Exercises

 

  1. Base Case – Unsteady Cylinder
    1. How many steps were there per lift coefficient oscillation once the oscillation reaches an apparently steady state? What do these oscillations represent physically?
    2. Why did you include the patched velocity found in the tutorial? What happens when you don’t include it in your calculated solution? Does anything change if you increase the patch velocity?
  2. Varying Timestep - Unsteady Cylinder  
    1. Plot the Strouhal number: the dimensionless frequency oscillation (f*d/U) vs. the square of time step, and compare to the results in Fig. 5 of "Implicit Multigrid Computation of Unsteady Flows with Applications to Aeroelasticity" (Caughey 2001).
  3. Altering Grid – Unsteady Cylinder
    1. Returning to a timestep of 0.2s, compare a mesh of 128 x 64 cells and a mesh of your choosing to the original mesh. Maintain the same cell height by altering the bias factor yourself.
    2. Once the solution is computed, calculate the lift oscillation frequency, and use Richardson extrapolation to compute the limiting frequency corresponding to zero mesh spacing (similarly to the procedure done in the paper by Caughey in part 2).
  4. Altering Reynolds Number – Unsteady Cylinder
    1. Compare the results for Reynolds numbers of 60, 120, and 80 at a timestep of 0.2s and mesh 192x96. Create a graph of the Strouhal number (dimensionless frequency oscillation) as a function of these Reynolds numbers.
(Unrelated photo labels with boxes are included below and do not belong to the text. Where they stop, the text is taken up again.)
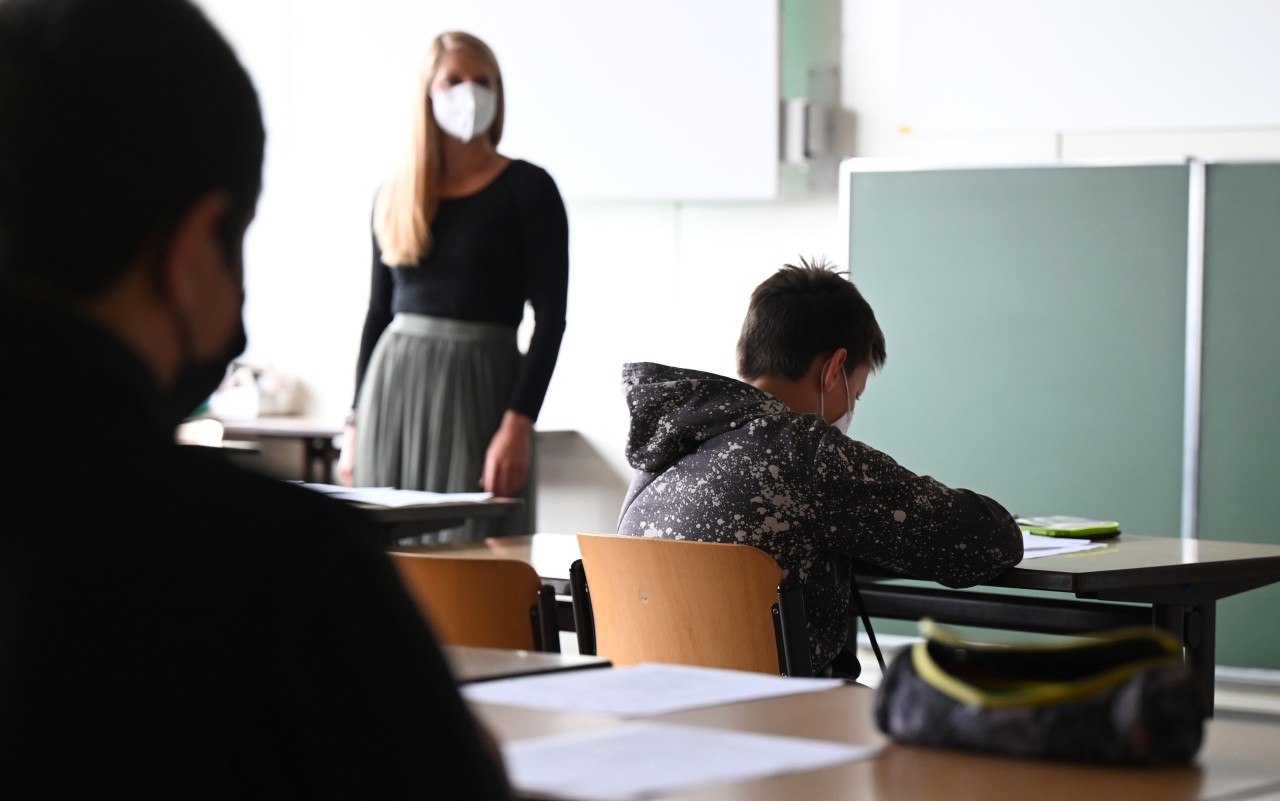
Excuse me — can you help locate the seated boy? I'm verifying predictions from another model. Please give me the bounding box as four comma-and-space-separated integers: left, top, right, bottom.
618, 261, 1023, 678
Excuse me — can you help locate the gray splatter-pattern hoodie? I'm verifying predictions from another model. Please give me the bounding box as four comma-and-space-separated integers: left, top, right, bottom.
618, 362, 1023, 672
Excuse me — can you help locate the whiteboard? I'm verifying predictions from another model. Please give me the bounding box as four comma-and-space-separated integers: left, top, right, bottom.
899, 0, 1280, 133
201, 0, 780, 201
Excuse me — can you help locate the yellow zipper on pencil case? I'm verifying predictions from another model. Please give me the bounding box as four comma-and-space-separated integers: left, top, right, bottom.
911, 618, 1181, 708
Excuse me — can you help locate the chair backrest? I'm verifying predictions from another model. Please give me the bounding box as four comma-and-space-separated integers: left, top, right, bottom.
388, 551, 559, 651
571, 534, 813, 676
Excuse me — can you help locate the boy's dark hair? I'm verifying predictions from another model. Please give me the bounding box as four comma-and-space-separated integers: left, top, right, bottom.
0, 0, 265, 297
737, 258, 884, 381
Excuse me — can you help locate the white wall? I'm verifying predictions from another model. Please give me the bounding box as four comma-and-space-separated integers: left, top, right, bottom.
202, 0, 1280, 531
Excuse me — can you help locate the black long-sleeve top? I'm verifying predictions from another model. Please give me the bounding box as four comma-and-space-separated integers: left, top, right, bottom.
356, 160, 568, 420
0, 289, 511, 801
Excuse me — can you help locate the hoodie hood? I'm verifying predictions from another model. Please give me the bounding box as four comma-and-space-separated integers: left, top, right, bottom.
622, 362, 788, 472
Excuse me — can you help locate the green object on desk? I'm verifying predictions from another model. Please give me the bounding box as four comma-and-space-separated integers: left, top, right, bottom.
1018, 514, 1120, 539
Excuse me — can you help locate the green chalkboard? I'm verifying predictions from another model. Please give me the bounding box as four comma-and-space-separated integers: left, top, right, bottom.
849, 165, 1188, 536
845, 164, 1280, 669
1198, 164, 1280, 669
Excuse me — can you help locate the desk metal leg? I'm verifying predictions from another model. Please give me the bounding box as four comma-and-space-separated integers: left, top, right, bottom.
1152, 601, 1217, 718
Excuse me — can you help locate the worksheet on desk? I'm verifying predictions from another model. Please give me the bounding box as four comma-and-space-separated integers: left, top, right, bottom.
300, 482, 493, 508
462, 664, 845, 718
502, 722, 879, 801
1023, 531, 1106, 560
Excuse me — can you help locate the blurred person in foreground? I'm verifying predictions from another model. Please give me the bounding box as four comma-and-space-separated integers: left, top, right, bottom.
0, 0, 509, 798
618, 262, 1023, 679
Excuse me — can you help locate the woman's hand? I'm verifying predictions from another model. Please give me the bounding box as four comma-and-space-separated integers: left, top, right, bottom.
338, 424, 356, 486
480, 409, 534, 498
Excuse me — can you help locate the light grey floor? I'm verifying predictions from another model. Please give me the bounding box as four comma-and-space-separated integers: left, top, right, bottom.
561, 632, 1280, 724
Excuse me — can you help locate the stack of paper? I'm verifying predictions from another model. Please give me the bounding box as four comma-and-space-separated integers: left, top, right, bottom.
502, 722, 878, 801
1023, 531, 1106, 559
298, 481, 493, 508
461, 664, 878, 801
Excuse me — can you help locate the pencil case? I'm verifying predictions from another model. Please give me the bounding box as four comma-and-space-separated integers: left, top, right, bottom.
876, 619, 1204, 764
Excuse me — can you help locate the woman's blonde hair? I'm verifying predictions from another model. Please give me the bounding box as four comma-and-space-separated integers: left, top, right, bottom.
374, 31, 506, 266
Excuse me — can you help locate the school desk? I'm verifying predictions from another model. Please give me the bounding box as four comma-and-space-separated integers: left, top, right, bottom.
221, 417, 342, 484
471, 685, 1280, 801
422, 534, 1280, 710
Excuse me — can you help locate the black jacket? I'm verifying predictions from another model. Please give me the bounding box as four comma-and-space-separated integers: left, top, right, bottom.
0, 294, 508, 798
618, 363, 1023, 670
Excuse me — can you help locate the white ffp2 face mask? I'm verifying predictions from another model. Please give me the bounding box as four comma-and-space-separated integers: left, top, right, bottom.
818, 362, 854, 436
431, 81, 498, 145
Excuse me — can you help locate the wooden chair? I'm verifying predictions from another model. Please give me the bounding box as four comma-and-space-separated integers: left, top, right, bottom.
388, 551, 559, 653
570, 534, 813, 676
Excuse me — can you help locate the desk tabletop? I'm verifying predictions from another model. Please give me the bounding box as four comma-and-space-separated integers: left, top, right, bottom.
988, 534, 1280, 595
432, 532, 1280, 594
472, 686, 1280, 801
440, 645, 611, 685
220, 416, 342, 439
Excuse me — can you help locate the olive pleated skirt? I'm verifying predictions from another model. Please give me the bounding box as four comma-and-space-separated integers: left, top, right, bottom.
355, 313, 535, 543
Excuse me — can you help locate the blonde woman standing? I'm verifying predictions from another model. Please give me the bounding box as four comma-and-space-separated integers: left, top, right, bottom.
338, 32, 568, 540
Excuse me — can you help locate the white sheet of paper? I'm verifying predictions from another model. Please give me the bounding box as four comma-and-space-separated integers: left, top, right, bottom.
462, 664, 844, 718
502, 716, 878, 801
1023, 531, 1106, 562
293, 484, 493, 508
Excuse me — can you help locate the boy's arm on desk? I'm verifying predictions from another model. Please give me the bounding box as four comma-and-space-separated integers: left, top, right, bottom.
815, 432, 1023, 587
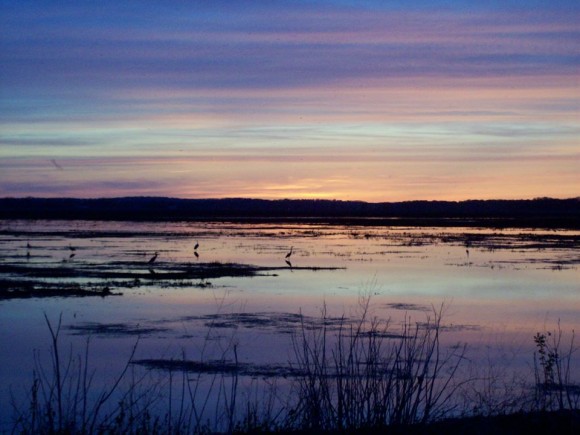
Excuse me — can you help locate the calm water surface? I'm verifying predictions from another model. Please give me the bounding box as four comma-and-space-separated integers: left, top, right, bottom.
0, 221, 580, 430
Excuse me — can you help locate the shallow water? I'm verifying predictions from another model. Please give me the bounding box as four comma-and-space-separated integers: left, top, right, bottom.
0, 221, 580, 430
  5. Turbulent Cylinder - The goal of this exercise is to compute the turbulent flow around a cylinder at Re = 10^6 and compare to the paper by P. Catalano et al.              
    1. Change the Reynolds Number to be 1e6. Since the flow is now turbulent, you will need to change the mesh, so that you can resolve the turbulent boundary layer. Set the edge sizing around the “farfields” to be 96 divisions. Set the number of divisions for the imprinted edges to be 100. This will give you about 19200 cells. 
    2. In Setup, change the solver from Steady to Transient and change the Model to Standard K-e and leave everything else as the default value. Patch the region behind the cylinder as you did in the unsteady tutorial. This is again so we can quickly get to the steady state solution. 
    3. You will run the case with a time step size of .01s for 300 timesteps for a total of 3 seconds.

      1. Plot the pressure distribution vs. theta on the cylinder surface and compare to Fig 3 of the Catalano paper. 
      2. Plot the vorticity contours and compare to Fig. 4 of the Catalano paper
      3. Compare the Strouhal number, drag coefficient and the base pressure coefficient to the values found in Table 1 of the Catalano paper.